Saturday, November 08, 2008

Pineapple Upside-Down Cake

I really like pineapple upside down cake, but most of the recipes available call for cake mix and I don't know of any vegan cake mixes. It's really easy enough to make your own anyway (not to mention less expensive). Don't let the long-looking recipe fool you. It's all ready to go in the oven by the time the oven is preheated. I use coconut extract here for a creamier tropical taste.



Pineapple Upside-Down Cake

1/3 c earth balance margarine
1/4 c + 2 Tbsp. Brown sugar

1-8oz can pineapple rings in pineapple juice, juice reserved
Maraschino cherries

1 3/4 c flour
1 c sugar
1/2 tsp salt
1 tsp baking soda

1 Tbsp apple cider vinegar
1 tsp vanilla extract
1 tsp coconut extract
1/2 c water
1/2 c reserved pineapple juice (can use water, but it’s better with juice)
1/4 c + 2 Tbsp vegetable oil

Preheat oven to 350
Trace a round 8-inch baking pan (with sides at least 1.5 inches high) onto a piece of parchment and cut a circle to place in the bottom of the pan. Spray with nonstick spray all over the inside of the pan.

Place margarine and brown sugar in a pan on the stove and turn on medium heat, stirring often until both are melted and lightly bubbling. Remove from heat. May be runny. Do not over-boil. (It doesn't have to come together, but if you want it more caramely, you can cook a little longer. Just don't burn it.)



Meanwhile, drain pineapples really well and save the juice. Place rings in pan. You can use a larger can if extra rings are desired. Place maraschino cherries in and around rings in desired patterns.


Pour sugar/margarine over pineapple, careful not to move them around. Spread sugar/margarine evenly around pineapples and cherries.

Make cake mix:
Sift flour, sugar, salt, and baking soda.
Mix in a separate bowl: vinegar, extracts, water, pineapple juice, and oil.
Add wet to dry, mix well and carefully pour over pineapple/sugar in the pan.

Cook for 25-40 min, checking every 5 minutes after 25. When a toothpick inserted in the cake comes out clean, it’s done.
NOTE: Thank you Lori for mentioning that it took you 35-40 min. My oven was off the day I made this cake.

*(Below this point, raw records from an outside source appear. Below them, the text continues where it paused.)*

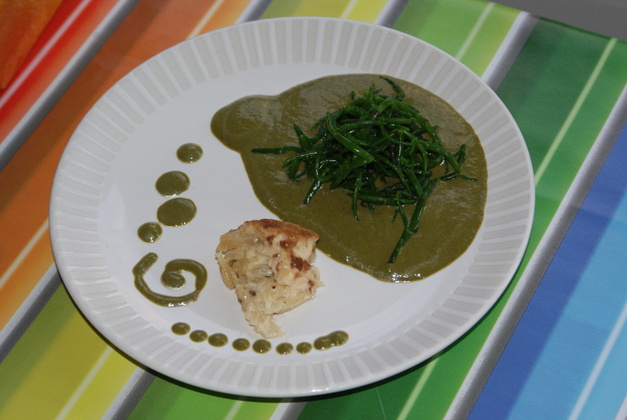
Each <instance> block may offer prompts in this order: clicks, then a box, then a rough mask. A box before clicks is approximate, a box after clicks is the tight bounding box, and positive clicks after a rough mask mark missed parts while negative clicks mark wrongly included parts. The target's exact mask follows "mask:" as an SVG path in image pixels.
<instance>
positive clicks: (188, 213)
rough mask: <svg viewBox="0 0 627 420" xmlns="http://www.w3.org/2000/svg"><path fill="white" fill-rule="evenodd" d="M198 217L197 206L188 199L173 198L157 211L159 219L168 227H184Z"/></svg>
mask: <svg viewBox="0 0 627 420" xmlns="http://www.w3.org/2000/svg"><path fill="white" fill-rule="evenodd" d="M194 216H196V205H195V204H194V202H193V201H192V200H189V199H187V198H173V199H171V200H168V201H166V202H165V203H163V204H162V205H160V206H159V208H158V209H157V219H158V220H159V221H160V222H161V223H163V224H164V225H166V226H182V225H185V224H187V223H189V222H191V221H192V219H193V218H194Z"/></svg>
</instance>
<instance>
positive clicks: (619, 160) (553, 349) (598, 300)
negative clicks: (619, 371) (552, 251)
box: [470, 126, 627, 419]
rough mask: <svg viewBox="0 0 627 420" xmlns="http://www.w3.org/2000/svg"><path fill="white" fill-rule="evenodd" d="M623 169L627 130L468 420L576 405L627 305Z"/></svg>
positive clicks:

Let cool most of the way, loosen cake from pan with a toothpick around the edges. Gently turn over onto a plate (It’s easier to put the plate upside down on the pan, and flip the whole thing together). Peel parchment off of the pineapples.

Enjoy!

NOTE: Today my oven was acting funky and I had to cook this FOREVER and if this happens to you (the sides are cooking before the center is set) then just cover the sides with aluminum and hope for the best.

4 comments:

Anonymous said...

Wow! I love pineapple upside down cake too! I'll have to try this recipe. If you're interested, here's a story on why you should purchase organic pineapple http://www.newrinkles.com/index.php/archive/did-you-know-pineapple/

Lori- the Pleasantly Plump Vegan said...

Hi-

I ended up just baking your cake and it took more like 35-40 minutes. I haven't tasted it yet, but it is beautiful and it smells amazing.

~Lori

Unknown said...

I tried this in a muffin pan so as to control my portions...it turned out beautifully and tasted awesome! Froze well, too :) Thanks!

Pitu said...

I made this today. It's absolutely divine! Thanks for a fabulous recipe!